Here's what makes this different from a points system or a corporate reward program: your community votes on how credits are distributed. There's no formula imposed from above. Your group decides:

  • How much is participation worth? Does showing up to a weekend cleanup earn the same as organizing it? Your community decides.
  • Should we accept financial contributions? Some groups are fully non-financial — you earn your share by showing up. Others need funding and choose to sell credits for dollars. Both are valid.
  • What's the balance? A mutual aid network might weight participation heavily so that the most active volunteers have the most voice. A co-op raising capital might weight financial contributions more. The ratio is a democratic choice, not a default.

“Your community knows what it values. Goodkeep gives you the tools to formalize it.”

How Money Comes In

When a community needs funding — for supplies, rent, a project — it can bring in dollars. Here's how:

  1. The community proposes a fundraise. Someone proposes raising $500 for community garden supplies. Members vote on it.
  2. Members (or outsiders) contribute dollars. The dollars go directly into the community treasury. In exchange, the contributor receives credits.
  3. The community spends from the treasury. Treasury spending is proposed, voted on, and transparent to all members.

The key difference from platforms like GoFundMe: the community controls the entire process. No platform decides who can fundraise or takes a percentage. And the credits someone receives for a financial contribution work exactly like credits earned through participation — they can be committed for voice or kept liquid.

What About Day-to-Day Activity?

Beyond organized events and financial contributions, communities can recognize everyday participation:

Attending a meeting
Weekly planning session
Volunteering time
Staffing a food pantry shift
Organizing an event
Coordinating a block party
Helping a new member
Walking someone through onboarding
Contributing a skill
Designing a flyer, fixing a website
Completing a bounty
Delivering on a community-posted task

Each community decides which activities earn credits and how much. A food co-op might reward shift work. A tenant union might reward attending city council meetings. A mutual aid network might reward anyone who helps distribute supplies. The system is flexible because communities are different.

Passive Earning: Community Based Income

On top of what you actively earn, committed members receive Community Based Income (CBI) — a regular distribution of new credits to everyone who has committed stake.

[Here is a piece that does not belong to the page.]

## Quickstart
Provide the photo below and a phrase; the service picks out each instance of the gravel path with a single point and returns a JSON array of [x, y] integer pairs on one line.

The more you've committed, the more you receive, but with diminishing returns so no one member captures a disproportionate share.

Think of CBI as the community's way of saying: “thank you for being committed to us.” It rewards long-term members and helps new members who commit early build their share over time.

How earning works
Participate or fund
Earn credits
Commit or keep liquid
Earn CBI passively
Active contribution earns credits. Committing them earns ongoing income.

Why This Matters

Most community tools either ignore non-financial contributions entirely (Venmo only tracks money) or ignore financial ones (volunteer trackers don't handle funds). Goodkeep treats both as first-class — because real communities need both.

The person who shows up every week to sort donations and the person who contributes $200 for new shelving are both valuable. Your community gets to decide how valuable each is, and that decision is democratic, transparent, and can change over time as your community's needs evolve.